Articular ações integradas de prevenção e enfrentamento ao trabalho infantil e à exploração sexual de crianças e adolescentes durante o período do Carnaval foi o objetivo de uma série de reuniões interinstitucionais realizadas na segunda-feira (26/01) e na quarta-feira (28/01), na sede das Promotorias de Justiça da Infância e da Juventude, em Macapá.
Os encontros reuniram representantes do Ministério Público do Amapá (MP-AP), por meio da coordenadora do Centro de Apoio Operacional às Promotorias da Infância e Juventude (CAO-IJ), promotora de Justiça Samile Simões Alcolumbre, e do promotor da 1ª Promotoria de Justiça da Infância e Juventude de Macapá, Eduardo Kelson Fernandes, além de órgãos que integram a rede de proteção e representante da Liga das Escolas de Samba do Estado do Amapá (Liesap).
O foco foi o alinhamento institucional entre os órgãos do Sistema de Garantia de Direitos — Conselhos Tutelares, CREAS, secretarias municipal e estadual de assistência social e representantes das escolas de samba — com a definição de estratégias preventivas, o fortalecimento dos fluxos de comunicação e a intensificação da vigilância social em locais de grande circulação durante as festividades carnavalescas.
Durante as reuniões, também foi destacada a importância da atuação articulada entre família, sociedade e poder público, conforme estabelece o Estatuto da Criança e do Adolescente (ECA). Os participantes ressaltaram que o trabalho infantil, a adultização e a exploração sexual configuram graves violações de direitos humanos e devem ser enfrentados por meio de ações contínuas de prevenção, informação e resposta institucional integrada.

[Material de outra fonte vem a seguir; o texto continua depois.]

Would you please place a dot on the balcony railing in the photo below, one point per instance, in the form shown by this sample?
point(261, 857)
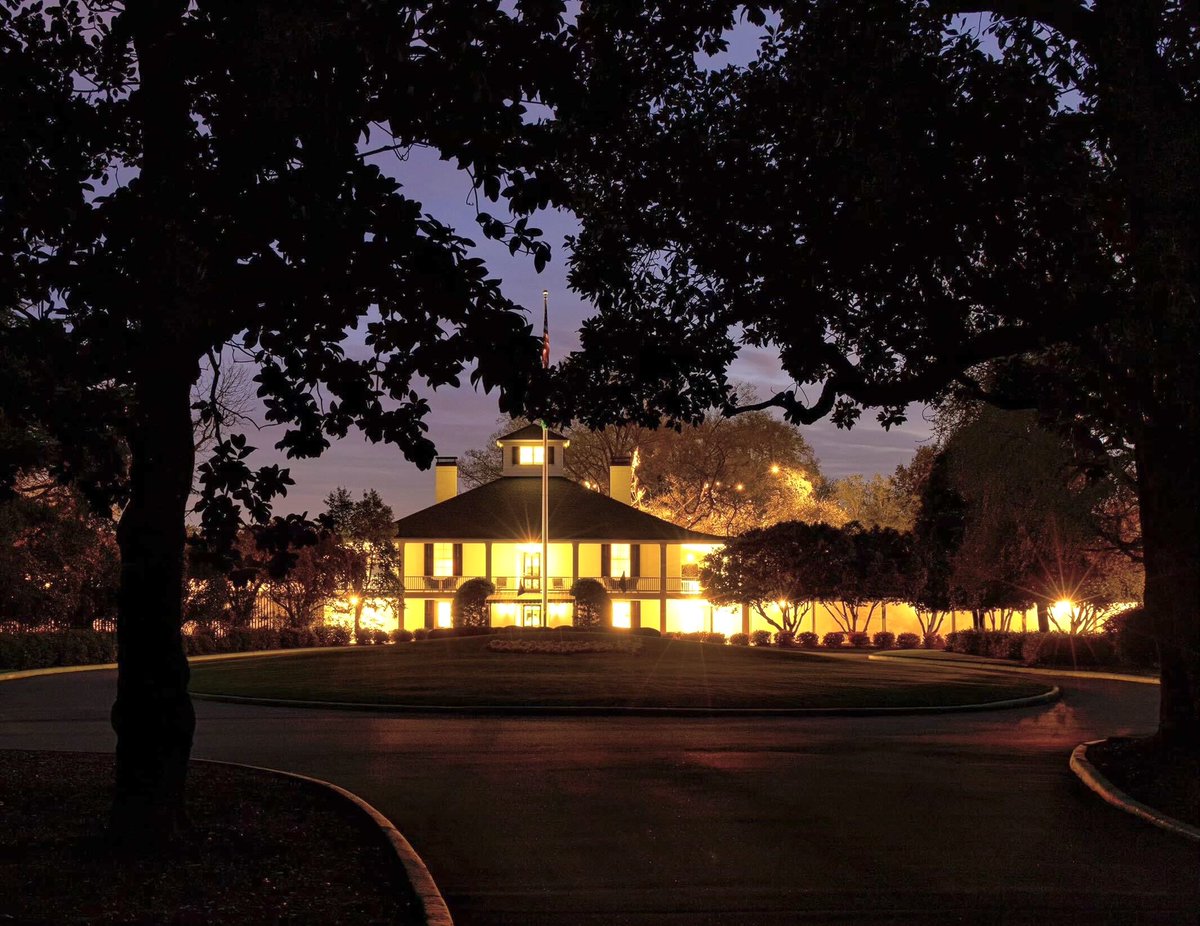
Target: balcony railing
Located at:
point(515, 585)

Para o promotor Eduardo Kelson, a mobilização antecipada da rede é fundamental: “O MP-AP atua de forma ativa na rede de proteção à criança e ao adolescente por compreender que a defesa dos direitos é um compromisso institucional. A atuação integrada entre os órgãos é essencial para a prevenção e o enfrentamento de violações, especialmente em períodos de maior vulnerabilidade, como o Carnaval.”
Na ocasião, foi realizada a leitura da portaria que regulamentará as festividades, com o esclarecimento de seus principais pontos e diretrizes operacionais, a fim de orientar a atuação conjunta dos órgãos durante o período carnavalesco.
A promotora de justiça Samile Alcolumbre enfatizou o papel estratégico da articulação interinstitucional: “O Centro de Apoio Operacional atua para integrar e fortalecer a rede de proteção, garantindo que todos os órgãos falem a mesma linguagem e ajam de forma coordenada. No Carnaval, quando os riscos se intensificam, essa união é ainda mais necessária para prevenir violações, orientar a sociedade e assegurar que crianças e adolescentes tenham seus direitos plenamente respeitados.”
As reuniões integram o plano de acompanhamento do Carnaval pelo Ministério Público do Amapá, com atuação preventiva e monitoramento contínuo das ações da rede de proteção ao longo das festividades.